Doch der Angesprochene lachte nur: „Okay gut. Warte kurz, ich komme." Er nahm seinen Sohn und ging die Treppen hoch.

„Stopp James, einen Moment!", meinte Lily. Ihre Tochter verdrehte und räkelte sich in ihren Armen und blickte konzentriert aus dem Fenster. Niemand wusste zu dem Zeitpunkt, dass die Kleine etwas erblickte, dass ihr nach vielen Jahren immer noch Albträume bereiten wird. Sie sah einen tiefschwarzen Schatten und starrte kurz danach in die stechend roten Augen Voldemorts.

Entgegen eben jener Erwartung blieb die Kleine ruhig und fing nicht an zu schreien. Lily trug sie aus dem Raum.

Nachdem der dunkle Lord sich versichert hatte, dass außer dem Kind ihn niemand gesehen hatte, öffnete er das Gartentor und schritt Richtung Haustür.

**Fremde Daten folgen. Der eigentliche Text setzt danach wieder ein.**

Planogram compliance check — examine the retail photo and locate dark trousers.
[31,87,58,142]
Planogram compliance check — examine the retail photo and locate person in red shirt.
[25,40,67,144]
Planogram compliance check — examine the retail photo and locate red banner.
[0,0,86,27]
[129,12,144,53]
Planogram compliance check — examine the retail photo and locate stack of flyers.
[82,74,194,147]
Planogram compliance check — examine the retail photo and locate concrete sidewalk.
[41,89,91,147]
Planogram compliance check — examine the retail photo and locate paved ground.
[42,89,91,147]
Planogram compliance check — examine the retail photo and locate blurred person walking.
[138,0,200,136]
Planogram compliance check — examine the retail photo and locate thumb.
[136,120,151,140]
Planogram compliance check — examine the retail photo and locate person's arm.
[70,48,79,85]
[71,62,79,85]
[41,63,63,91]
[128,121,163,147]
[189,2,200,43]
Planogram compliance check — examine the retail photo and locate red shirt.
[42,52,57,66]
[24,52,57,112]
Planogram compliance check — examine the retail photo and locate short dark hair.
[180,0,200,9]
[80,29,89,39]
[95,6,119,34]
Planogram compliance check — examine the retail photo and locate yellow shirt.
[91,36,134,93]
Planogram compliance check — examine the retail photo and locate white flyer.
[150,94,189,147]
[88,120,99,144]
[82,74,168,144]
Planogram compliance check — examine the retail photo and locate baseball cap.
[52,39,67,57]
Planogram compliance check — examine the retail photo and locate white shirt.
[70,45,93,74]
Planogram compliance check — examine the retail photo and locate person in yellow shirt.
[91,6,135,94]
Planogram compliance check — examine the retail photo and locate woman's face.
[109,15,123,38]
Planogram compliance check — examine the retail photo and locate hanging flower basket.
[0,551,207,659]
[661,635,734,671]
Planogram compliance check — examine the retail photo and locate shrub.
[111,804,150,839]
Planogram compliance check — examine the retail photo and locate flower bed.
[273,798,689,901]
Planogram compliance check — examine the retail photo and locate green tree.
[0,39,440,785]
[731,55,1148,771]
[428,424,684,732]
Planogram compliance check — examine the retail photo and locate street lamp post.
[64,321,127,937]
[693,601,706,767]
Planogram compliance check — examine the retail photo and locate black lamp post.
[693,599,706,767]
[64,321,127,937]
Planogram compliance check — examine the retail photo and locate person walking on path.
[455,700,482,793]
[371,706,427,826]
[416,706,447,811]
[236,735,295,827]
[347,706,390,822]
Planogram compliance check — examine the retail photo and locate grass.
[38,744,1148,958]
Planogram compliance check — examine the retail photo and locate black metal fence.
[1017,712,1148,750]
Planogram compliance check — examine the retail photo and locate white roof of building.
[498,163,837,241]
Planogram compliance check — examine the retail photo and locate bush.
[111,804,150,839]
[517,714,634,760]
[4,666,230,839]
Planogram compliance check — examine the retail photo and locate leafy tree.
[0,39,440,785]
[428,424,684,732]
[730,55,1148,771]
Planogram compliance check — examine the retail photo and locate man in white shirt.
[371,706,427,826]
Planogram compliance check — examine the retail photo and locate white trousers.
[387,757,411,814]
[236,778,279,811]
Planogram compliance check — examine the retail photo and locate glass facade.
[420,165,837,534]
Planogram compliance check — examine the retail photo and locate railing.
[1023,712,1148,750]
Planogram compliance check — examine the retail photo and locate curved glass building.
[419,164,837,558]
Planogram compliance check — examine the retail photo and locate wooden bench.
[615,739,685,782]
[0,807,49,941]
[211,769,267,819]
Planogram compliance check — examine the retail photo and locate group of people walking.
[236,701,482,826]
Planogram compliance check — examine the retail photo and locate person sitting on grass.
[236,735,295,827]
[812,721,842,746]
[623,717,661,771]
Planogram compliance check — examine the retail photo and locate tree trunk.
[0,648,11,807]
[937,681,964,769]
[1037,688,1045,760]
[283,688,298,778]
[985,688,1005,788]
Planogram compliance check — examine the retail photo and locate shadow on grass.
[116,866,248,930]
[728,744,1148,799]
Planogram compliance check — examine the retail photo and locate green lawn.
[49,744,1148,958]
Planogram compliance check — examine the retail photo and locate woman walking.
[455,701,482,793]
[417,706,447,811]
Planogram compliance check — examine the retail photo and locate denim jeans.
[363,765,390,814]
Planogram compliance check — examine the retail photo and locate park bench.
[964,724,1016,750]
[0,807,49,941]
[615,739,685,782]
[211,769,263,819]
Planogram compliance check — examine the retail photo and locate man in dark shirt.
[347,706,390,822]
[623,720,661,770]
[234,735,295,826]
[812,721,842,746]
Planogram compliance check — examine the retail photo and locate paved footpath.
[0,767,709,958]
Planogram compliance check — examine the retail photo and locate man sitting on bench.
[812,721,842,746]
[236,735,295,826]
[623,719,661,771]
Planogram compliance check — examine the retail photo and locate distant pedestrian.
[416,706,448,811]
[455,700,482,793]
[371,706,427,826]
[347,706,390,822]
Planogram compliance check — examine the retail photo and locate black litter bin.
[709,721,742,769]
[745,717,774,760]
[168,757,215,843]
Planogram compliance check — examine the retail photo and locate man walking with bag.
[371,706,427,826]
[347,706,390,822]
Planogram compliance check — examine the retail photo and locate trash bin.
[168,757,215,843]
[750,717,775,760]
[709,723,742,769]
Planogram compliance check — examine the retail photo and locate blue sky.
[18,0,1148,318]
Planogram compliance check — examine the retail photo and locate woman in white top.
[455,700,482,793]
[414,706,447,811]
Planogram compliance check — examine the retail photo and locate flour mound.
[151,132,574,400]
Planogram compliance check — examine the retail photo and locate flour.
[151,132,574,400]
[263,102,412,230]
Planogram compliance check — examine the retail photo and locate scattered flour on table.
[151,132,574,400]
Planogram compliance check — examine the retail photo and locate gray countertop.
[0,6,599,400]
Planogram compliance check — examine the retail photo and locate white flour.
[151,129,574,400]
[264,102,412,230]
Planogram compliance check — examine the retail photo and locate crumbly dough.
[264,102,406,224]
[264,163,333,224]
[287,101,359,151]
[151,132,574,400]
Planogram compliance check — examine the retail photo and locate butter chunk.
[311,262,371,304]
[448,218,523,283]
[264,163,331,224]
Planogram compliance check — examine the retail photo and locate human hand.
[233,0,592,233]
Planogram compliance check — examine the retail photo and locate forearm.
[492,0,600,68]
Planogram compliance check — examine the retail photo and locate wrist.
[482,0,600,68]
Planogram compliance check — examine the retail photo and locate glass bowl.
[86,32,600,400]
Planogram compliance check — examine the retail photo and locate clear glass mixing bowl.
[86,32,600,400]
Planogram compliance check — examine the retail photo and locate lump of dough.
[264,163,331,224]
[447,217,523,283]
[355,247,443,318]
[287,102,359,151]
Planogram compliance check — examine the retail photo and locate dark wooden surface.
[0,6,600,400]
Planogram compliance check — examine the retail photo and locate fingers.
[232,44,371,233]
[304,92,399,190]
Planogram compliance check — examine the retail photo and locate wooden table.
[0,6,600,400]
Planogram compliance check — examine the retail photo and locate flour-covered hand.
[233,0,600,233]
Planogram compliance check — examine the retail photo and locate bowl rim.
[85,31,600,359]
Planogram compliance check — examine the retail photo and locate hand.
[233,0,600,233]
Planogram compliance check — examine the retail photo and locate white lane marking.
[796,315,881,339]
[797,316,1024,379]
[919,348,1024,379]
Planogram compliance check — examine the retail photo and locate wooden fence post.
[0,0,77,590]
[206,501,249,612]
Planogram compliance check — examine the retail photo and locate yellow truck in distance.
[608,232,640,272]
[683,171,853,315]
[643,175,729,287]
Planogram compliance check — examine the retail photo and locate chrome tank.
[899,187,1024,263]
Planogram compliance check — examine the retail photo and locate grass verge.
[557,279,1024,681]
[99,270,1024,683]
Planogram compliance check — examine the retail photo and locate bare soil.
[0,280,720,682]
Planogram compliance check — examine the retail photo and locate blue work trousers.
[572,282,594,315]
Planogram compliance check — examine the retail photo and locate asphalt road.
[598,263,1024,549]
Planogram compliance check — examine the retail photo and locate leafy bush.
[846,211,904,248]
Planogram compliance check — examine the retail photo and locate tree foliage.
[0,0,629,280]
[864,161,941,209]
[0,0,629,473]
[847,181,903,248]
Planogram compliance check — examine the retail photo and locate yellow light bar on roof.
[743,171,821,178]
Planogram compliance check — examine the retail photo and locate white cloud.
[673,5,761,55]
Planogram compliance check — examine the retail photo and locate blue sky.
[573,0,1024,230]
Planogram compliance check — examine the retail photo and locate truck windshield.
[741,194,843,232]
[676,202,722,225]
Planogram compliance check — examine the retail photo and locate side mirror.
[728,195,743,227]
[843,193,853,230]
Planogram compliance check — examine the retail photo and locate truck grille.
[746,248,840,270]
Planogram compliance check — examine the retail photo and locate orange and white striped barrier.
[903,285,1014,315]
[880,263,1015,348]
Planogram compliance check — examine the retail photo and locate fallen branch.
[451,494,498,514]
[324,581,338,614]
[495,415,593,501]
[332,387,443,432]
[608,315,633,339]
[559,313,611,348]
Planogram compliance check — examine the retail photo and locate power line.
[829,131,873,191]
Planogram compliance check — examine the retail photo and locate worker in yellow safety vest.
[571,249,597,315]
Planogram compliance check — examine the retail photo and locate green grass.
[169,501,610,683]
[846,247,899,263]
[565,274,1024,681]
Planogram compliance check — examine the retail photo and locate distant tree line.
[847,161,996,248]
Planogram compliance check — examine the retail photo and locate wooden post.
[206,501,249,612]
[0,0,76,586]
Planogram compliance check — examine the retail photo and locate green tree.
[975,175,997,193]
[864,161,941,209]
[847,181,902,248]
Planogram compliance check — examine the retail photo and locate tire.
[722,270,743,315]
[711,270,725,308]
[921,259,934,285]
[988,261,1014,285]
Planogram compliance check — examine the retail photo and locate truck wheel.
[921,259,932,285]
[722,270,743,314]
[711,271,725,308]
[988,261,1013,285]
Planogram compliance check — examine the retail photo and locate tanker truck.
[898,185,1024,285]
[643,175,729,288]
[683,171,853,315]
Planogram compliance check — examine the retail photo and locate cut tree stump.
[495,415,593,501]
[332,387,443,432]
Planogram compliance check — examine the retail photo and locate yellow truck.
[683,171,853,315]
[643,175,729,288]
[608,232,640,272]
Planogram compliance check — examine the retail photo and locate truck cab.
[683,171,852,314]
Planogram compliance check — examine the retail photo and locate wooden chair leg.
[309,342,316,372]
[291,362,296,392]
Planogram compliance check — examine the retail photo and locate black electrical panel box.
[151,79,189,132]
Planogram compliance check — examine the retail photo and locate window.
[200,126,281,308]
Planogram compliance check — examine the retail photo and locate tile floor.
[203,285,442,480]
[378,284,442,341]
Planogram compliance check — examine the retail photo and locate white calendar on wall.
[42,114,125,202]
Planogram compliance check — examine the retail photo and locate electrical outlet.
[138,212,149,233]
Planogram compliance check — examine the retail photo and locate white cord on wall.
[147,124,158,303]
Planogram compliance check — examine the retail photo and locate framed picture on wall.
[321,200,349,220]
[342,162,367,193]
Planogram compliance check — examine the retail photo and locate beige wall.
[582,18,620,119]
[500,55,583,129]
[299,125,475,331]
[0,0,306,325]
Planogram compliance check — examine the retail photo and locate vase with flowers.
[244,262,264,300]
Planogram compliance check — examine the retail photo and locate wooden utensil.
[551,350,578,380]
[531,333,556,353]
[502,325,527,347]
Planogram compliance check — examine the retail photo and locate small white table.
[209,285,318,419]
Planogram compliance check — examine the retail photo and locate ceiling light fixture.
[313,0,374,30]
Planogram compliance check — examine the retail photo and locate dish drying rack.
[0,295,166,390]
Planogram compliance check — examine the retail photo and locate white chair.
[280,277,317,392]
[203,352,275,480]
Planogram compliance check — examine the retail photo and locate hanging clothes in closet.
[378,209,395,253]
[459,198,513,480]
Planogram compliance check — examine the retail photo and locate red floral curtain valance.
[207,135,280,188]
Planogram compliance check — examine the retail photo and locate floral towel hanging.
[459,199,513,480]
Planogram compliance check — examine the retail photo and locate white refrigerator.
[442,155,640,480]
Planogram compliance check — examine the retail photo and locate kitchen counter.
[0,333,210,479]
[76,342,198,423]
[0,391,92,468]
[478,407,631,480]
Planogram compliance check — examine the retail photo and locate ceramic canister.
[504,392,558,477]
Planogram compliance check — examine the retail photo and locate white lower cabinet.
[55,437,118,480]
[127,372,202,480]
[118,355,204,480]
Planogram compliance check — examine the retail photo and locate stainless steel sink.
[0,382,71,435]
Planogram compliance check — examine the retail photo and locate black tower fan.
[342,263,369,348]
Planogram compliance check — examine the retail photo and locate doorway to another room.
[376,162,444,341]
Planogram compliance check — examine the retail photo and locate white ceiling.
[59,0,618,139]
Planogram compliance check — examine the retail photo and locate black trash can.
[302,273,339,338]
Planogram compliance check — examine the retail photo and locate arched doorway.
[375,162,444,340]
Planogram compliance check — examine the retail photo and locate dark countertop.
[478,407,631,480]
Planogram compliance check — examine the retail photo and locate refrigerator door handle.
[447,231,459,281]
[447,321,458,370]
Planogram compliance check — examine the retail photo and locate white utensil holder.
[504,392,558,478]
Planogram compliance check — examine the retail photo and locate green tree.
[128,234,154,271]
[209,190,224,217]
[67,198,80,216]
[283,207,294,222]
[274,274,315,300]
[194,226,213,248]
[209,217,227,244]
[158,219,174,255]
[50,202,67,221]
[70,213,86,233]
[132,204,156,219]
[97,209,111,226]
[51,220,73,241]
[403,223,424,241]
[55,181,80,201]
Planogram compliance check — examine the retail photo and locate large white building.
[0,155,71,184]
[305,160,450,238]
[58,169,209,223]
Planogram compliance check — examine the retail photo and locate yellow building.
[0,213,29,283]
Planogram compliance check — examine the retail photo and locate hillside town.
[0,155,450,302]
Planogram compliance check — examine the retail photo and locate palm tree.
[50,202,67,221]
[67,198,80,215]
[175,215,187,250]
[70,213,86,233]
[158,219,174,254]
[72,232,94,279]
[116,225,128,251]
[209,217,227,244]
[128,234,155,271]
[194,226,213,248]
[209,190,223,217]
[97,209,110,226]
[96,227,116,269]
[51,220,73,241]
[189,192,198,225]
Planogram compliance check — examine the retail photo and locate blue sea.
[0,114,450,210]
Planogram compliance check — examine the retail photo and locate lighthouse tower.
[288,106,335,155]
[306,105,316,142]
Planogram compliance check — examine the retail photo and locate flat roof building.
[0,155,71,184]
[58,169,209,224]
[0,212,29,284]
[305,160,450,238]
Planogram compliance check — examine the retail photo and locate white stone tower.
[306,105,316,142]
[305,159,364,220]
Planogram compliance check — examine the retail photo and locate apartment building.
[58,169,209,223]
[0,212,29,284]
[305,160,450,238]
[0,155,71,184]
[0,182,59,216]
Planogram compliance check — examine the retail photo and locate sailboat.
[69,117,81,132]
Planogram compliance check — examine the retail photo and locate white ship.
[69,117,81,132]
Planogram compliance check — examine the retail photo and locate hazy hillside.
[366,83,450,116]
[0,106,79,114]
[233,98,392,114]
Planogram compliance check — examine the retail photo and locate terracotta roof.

Lily indessen war James hinterher in das Kinderzimmer gegangen und legte die Kinder in ihre Bettchen. Sie suchte gerade nach einer Gute-Nacht-Geschichte, während James den Kindern ein Küsschen auf den Kopf gab. Als die Beiden eine Tür quietschen hörten, zuckten ihre Köper vor Anspannung zusammen. James sah nervös zu Lily: „Bleib hier und erzähl den Kindern eine Gut-Nacht Geschichte. Ich gehe nachschauen."

Lily nickte kurz und als James den Raum verlassen hatte, beschloss sie ihren Kindern, die Geschichte von den Sternen zu erzählen. Also setzte sie sich auf den leicht wackelnden Stuhl neben dem Bett:

Es war einmal ein kleines Mädchen. Dieses Mädchen war ein Waisenkind und wusste ihren Namen nicht. Sie besaß nur ihre Kleidung, die sie am Körper trug, und ein kleines stücken Brot, als sie beschloss, in die große, weite Welt hinauszugehen.

Auf ihrem Weg begegnet sie vielen unterschiedlichen Leuten. Einmal saß dort unter einem großem Baum ein alter Mann mit abgetragener Kleidung, der nichts zu essen bei sich hatte und sie darum bat ein kleines Stückchen ihres Brotes abzubekommen. Da das Mädchen wusste, wie es war, wenn man hungerte und sie in dem Moment zufrieden gesättigt war, beschloss sie, dem alten Mann das gesamte Brot zu geben. Ein anderes Mal-", Lily stoppte abrupt, als ihr Name durch das gesamte Haus dröhnte.

„Lily, nimm die Kinder und flieh! Er ist es! Flieh! Schnell! Ich halte ihn auf!", kreischte James panisch. Lily wusste, wen er meinte und auch wann es klug ist, auf James zu hören. Aber sie wusste genau: wenn sie jetzt flieht und nicht versuchen würde, James zu helfen, um damit die Kinder zu beschützen, würde sie sich hinterher nur Vorwürfe machen. Also sprang sie abrupt auf, schnappte sich ihren Zauberstab und stellte sich kampfbereit vor das Bett ihrer Kinder.

„Avada Kedavra!", kam es von unten und etwas schweres fiel auf den Boden. Lily zuckte zusammen und hörte, wie Voldemort die Treppen herauf kam. Die Tür hatte sie geschlossen um keinem Herzinfarkt erleiden zu müssen, wenn er in das Zimmer platzt.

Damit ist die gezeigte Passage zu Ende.